The system consists of 24 K⁺ ions, 1106 water molecules, eleven CNTs, and one ANT, corresponding to the bulk concentration of ~1 M. The CNTs correspond to membrane in the present simulation, since K⁺ ions never get into them and only permeate through the ANT. The negative charges are helically arranged on ANT (the detailed configuration of negative charges is given in the reference 17). The TIP3P model⁴⁰ and AMBER default parameter⁴¹ were used for water molecules and K⁺ ions, respectively. AMBER94 sp² carbon⁴¹ was used for carbon atoms in CNTs and ANT. The equilibrium bond length between carbon atoms was shortened from 1.4 to 1.2 Å to mimic the length of the selectivity filter of the K⁺ channels. Two kinds of negative charge on ANT were examined; total amounts of charge are −5.0e or −6.0e, where e is the elementary charge.

MD simulations were performed at constant volume and temperature of 300 K using Berendsen’s thermostat⁴². The periodic boundary condition with the size of 31.306 × 36.098 × 43.010 ų was imposed. Long range interactions were calculated by the particle mesh Ewald method with an 11 Å real space cutoff⁴³. The intramolecular coordinates in water molecule were constrained with the SHAKE algorithm⁴⁴, enabling a time step of 2 fs.

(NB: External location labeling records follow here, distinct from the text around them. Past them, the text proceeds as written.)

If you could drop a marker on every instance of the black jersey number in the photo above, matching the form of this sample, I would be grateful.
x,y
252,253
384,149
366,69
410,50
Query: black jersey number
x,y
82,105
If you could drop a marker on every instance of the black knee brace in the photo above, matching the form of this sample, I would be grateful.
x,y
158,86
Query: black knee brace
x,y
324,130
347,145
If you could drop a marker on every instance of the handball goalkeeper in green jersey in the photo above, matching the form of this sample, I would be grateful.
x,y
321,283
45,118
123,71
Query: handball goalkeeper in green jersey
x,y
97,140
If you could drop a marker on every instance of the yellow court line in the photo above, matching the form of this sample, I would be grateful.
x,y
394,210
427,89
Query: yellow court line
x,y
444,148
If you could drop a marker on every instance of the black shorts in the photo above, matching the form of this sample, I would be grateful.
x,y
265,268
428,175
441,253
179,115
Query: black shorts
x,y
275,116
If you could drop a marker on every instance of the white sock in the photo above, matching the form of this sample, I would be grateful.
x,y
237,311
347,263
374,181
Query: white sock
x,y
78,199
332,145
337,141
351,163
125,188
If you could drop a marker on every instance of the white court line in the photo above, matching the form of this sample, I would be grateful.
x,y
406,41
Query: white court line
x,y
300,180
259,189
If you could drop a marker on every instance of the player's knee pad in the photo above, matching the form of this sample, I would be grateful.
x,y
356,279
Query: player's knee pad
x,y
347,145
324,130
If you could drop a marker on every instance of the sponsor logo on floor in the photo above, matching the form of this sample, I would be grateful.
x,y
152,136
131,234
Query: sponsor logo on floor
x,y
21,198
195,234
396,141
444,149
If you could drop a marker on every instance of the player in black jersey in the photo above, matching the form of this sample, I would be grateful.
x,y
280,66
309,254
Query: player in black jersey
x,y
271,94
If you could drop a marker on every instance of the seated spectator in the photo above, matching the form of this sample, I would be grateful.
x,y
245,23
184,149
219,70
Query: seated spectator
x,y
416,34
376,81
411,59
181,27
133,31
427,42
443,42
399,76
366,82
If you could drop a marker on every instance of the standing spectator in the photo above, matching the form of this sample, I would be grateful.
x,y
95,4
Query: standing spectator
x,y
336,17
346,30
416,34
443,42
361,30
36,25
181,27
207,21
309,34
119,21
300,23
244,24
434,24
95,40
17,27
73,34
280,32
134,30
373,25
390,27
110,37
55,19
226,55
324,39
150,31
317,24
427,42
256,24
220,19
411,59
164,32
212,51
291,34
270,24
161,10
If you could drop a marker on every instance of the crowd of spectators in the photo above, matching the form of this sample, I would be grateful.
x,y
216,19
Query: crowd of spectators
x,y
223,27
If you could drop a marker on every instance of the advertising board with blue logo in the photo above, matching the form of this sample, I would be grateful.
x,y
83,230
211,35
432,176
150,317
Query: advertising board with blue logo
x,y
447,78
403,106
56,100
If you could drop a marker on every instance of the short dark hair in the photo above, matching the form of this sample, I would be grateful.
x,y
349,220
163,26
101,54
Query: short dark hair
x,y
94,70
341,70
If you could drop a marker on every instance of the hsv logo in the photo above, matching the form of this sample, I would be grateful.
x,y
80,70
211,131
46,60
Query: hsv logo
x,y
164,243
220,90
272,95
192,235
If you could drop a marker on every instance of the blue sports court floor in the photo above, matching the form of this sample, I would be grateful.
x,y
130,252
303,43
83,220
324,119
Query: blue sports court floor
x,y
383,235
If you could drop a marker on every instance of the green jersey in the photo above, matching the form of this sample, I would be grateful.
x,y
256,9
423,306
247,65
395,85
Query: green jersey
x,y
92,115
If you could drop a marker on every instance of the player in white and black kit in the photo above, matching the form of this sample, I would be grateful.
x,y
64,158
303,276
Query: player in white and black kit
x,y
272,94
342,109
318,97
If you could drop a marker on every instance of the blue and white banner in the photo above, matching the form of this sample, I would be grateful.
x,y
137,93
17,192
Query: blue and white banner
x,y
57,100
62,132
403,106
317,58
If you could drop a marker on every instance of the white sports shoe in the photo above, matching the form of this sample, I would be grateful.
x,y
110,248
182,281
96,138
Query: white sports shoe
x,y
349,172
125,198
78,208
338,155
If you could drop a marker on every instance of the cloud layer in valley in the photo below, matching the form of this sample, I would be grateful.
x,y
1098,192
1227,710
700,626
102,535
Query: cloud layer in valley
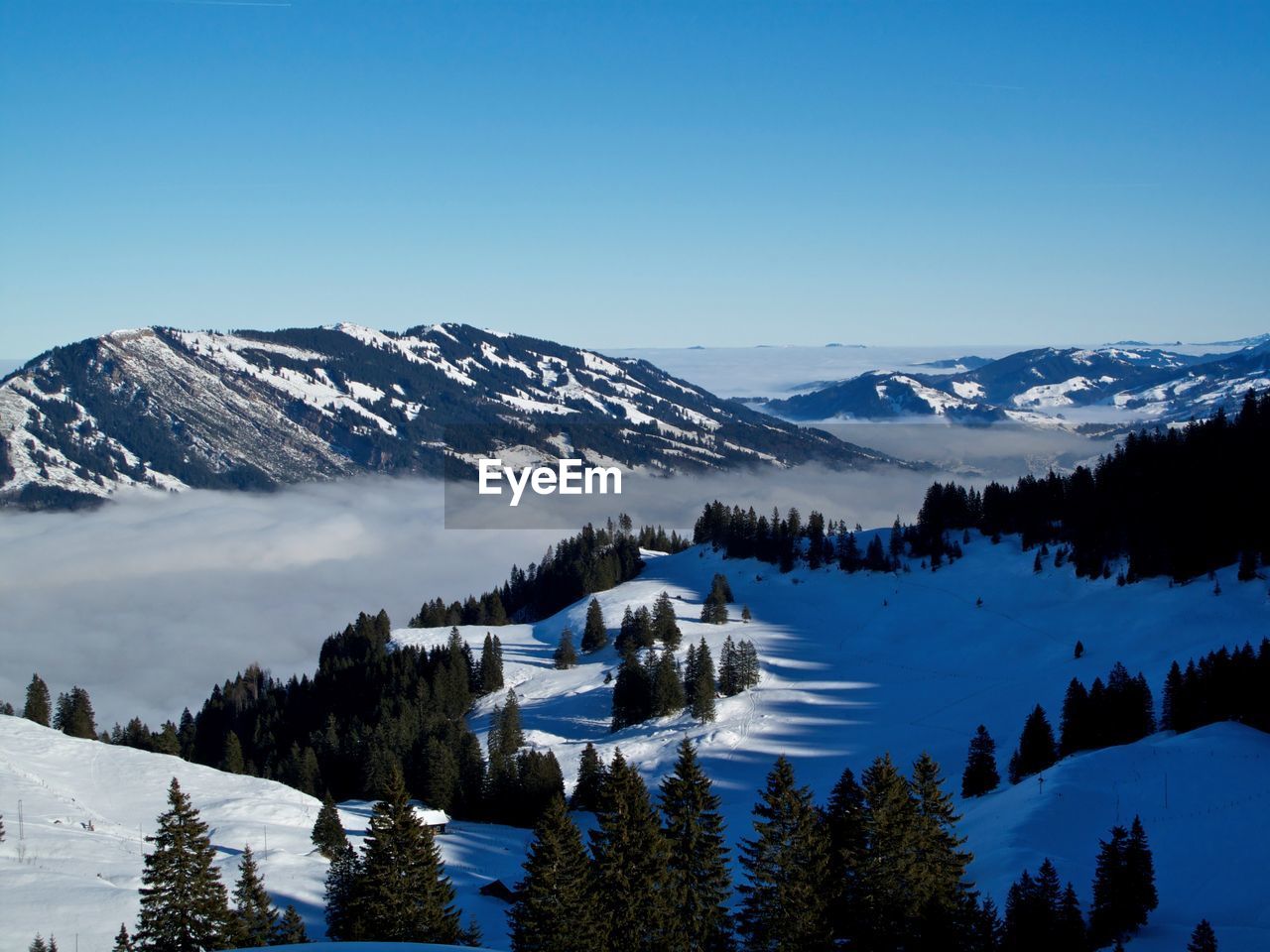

To mimic the voltage-clamp measurement⁴⁵, the passive transport of ions was realized by applying an electric field along the channel axis in the region of the ANT and CNTs¹⁷. The sander module of the AMBER package was modified to impose the electric field. The translation of ANT caused by the electric field was constrained by the harmonic potential with the force constant of 0.1 kcal/mol/Ų. Five voltages were applied: 100, 200, 400, 600, and 800 mV. At a certain condition, 100 different initial configurations were generated and were time-evolved for 10 ns, resulting in the simulation time of 1.0 μs. The ion trajectories were saved at every 10 fs. To calculate currents at each voltage, the following equation was used: eN_ion/T_sim, where N_ion and T_sim are the number of ions that entered the ANT at a certain condition and the simulation time at the condition, respectively. Since an ion entering from one side and other ion’s exiting to the other side is tightly coupled^17,18, N_ion is almost the same as the number of ions exiting from the ANT.